Analyzing an Optical Computation Device with Simulation

August 11, 2022

Optical computing is an alternative paradigm to current electronic computers. In this blog post, we explore the concept of optical computing and explain how an optical matrix multiplication network works. We also discuss how to model an optical computation device using the COMSOL Multiphysics® software and the Wave Optics Module add-on product. Using these products in combination showcases the advantages of applying the beam envelope method when simulating optically large systems.

Intro to Optical Computing

Moore’s Law

There has been exponential growth in the capabilities of computers over the last few decades. This growth obeys Moore’s law, which states that the number of transistors in an integrated circuit will double every two years while the cost of computers will lower. This enables a majority of the modern technologies that we enjoy today. For instance, mainstream computer chips are solely based on electronic components like transistors, and the number of transistors per chip continues to double nearly every two years. To keep up with this increase and to improve the performance of the computer chip at manageable power efficiency, miniaturizing the electronic components on the chip, including the transistors, is both critical and inevitable. Although engineers have been doing a remarkable job in this regard by shrinking the transistor from cm size to nm size, it’s important to realize that, eventually, fundamental limitations will prevent the progression of such devices. For instance, when the size of an electronic component is approaching atomic level, quantum effects will cause instability in its functionality. Scientific and engineering communities have been considering alternative paradigms to electronic computers for a long time. One option that has been drawing a lot of attention recently is optical computing — this is when you perform computation using light (photons) instead of electrical current (electrons).

While optical computing is an emerging technology, optics has been used in information technology for quite some time now, specifically the use of light for information transportation. Optical fibers with extremely low loss can carry information over long distances at the speed of light. Fiber optical network devices are commonly used in data centers and even regular households. However, using light for computation is still in its infancy in terms of commercialization.

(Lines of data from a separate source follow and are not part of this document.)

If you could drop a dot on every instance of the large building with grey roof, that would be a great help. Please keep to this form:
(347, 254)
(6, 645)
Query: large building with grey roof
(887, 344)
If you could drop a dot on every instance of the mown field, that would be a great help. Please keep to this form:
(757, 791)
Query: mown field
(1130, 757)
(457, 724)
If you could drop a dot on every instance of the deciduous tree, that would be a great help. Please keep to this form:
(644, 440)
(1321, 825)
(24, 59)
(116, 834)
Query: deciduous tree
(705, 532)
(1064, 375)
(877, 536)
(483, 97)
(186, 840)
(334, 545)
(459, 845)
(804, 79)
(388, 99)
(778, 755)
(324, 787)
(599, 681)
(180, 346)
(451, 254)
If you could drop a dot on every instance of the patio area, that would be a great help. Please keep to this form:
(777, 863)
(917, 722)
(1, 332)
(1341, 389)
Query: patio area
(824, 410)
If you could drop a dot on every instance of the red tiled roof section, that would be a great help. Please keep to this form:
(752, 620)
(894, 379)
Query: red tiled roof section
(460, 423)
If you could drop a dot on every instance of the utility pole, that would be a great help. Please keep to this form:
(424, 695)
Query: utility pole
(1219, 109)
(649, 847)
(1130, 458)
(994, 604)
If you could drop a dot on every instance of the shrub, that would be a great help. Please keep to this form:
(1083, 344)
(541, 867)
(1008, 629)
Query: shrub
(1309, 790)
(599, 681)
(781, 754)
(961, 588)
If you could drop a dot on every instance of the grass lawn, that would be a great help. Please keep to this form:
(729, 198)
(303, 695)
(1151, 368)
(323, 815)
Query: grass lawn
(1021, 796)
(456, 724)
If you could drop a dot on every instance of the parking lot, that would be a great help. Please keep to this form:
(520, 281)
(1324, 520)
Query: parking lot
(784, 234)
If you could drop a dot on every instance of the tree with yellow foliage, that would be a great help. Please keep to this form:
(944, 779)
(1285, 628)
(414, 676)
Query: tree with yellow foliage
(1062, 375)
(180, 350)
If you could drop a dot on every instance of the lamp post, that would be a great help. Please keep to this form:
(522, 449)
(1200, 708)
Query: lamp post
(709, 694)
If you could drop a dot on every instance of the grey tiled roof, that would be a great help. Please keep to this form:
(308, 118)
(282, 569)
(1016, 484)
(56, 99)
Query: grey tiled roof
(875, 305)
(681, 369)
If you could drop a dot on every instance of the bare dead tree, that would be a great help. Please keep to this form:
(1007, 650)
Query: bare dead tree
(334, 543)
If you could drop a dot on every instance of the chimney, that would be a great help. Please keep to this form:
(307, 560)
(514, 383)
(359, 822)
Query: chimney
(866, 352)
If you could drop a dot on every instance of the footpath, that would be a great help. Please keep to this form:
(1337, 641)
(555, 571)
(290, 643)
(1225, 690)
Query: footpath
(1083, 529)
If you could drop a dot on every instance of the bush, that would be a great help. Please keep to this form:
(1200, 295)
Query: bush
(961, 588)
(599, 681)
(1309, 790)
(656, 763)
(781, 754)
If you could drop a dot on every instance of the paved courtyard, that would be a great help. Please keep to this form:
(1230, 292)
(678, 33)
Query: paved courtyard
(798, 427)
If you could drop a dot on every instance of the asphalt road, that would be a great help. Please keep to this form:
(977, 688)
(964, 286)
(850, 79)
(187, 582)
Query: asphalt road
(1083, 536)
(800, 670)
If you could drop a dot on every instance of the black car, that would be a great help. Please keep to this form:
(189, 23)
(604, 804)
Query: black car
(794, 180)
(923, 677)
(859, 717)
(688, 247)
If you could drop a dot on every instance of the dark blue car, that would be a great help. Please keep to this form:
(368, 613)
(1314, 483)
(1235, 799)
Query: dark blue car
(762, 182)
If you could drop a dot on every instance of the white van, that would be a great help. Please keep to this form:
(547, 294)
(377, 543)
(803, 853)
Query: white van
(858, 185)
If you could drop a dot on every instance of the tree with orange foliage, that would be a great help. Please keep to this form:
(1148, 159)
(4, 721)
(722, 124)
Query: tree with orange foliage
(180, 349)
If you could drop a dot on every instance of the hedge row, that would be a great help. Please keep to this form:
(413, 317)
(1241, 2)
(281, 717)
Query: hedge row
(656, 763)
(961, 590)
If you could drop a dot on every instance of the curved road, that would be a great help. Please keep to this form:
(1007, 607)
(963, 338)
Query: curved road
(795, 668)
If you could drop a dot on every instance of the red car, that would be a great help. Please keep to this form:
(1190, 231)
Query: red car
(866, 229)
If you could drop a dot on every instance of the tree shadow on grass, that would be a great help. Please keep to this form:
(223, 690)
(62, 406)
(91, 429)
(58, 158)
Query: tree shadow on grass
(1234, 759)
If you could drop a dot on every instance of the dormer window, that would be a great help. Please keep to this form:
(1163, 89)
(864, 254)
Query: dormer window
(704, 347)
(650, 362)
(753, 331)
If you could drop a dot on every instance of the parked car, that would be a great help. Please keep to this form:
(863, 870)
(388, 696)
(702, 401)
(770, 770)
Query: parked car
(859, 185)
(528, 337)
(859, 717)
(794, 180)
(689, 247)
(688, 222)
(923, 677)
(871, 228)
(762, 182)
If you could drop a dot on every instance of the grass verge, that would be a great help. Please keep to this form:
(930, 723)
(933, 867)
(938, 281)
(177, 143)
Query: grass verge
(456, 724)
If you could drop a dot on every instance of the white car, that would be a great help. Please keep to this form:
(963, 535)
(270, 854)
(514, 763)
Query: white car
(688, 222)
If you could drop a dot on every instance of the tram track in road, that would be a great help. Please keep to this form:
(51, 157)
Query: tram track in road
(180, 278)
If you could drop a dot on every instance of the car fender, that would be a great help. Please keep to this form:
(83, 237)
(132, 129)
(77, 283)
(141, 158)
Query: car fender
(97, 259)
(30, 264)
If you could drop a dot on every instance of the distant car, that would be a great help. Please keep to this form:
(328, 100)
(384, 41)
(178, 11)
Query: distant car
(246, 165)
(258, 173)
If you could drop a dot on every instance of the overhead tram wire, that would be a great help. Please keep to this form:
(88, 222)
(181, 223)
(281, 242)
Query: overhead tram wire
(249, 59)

Mathematical Computation in Optics

It’s well known that certain optical processes correspond to mathematical computations. As an example, let’s consider the diffraction of light. As light passes through a diffractive medium, it’s essentially performing a Fourier transformation integral (a concept we’ll explore in more detail in an upcoming blog post). However, it might not be immediately clear whether an optical system can perform general-purpose mathematical computation like the computers we have today. Currently, optical computing comes in many different flavors. It has been proven that it’s possible to perform simple arithmetics, matrix multiplication, integral and differentiation, and so on using different mechanisms. Generally speaking, analog computation can happen in the diffraction, scattering, or propagation of light in a specifically designed system.

 An image showing the simulated field distribution in a MZI model.
An integrated MZI network model.

Left: Simulations of the field distribution in a free space Mach–Zehnder interferometer (MZI). Right: An integrated MZI network.

Rather than discussing optical computing in general, we will dive into one particular analog optical computation system: matrix multiplication devices based on the Mach–Zehnder interferometer (MZI) network. This system is very interesting and useful because performing matrix multiplication quickly and in a way that doesn’t require a lot of power consumption is desirable for solving practical problems. This includes problems relating to machine learning. The majority of modern machine learning algorithms, such as deep neural networks, rely on a large amount of matrix multiplication. If we can build an optical system that performs fast matrix multiplication, we can fully harness the power of machine learning.

Optical Matrix Multiplication

Mach–Zehnder Interferometer

First, we need to understand how a single MZI with two inputs and two outputs performs 2-by-2 unitary matrix multiplication. We start with a classical MZI configuration consisting of two 50:50 beam splitters (BS) and three phase shifters, as shown in the figure below. The phase shifts as light passes through the phase shifters by \theta, \alpha, and \beta. We will label the complex amplitudes of the input beams E_1 and E_2. The amplitudes of the output beams are labeled as E’_1 and E’_2.

Next, we will show that E’=U^2(\theta,\alpha,\beta)E where

E= \begin{bmatrix}E_1 \\E_2\end{bmatrix},
E’= \begin{bmatrix}E’_1 \\E’_2\end{bmatrix}

and U^2(\theta, \alpha, \beta) is an arbitrary unitary matrix controlled by \theta, \alpha, and \beta. The superscript, 2 in this case, denotes the dimension of the matrix. We’ll follow this notation convention throughout the post. By controlling \theta, \alpha, and \beta, we can have this optical system performing any unitary 2-by-2 matrix multiplication at the speed of light.

A schematic of a MZI with two beam splitters and three phase shifters.
A classical MZI with two 50:50 beam splitters and three phase shifters that shift the phase of light by \theta, \alpha, and \beta. M denotes a reflective mirror.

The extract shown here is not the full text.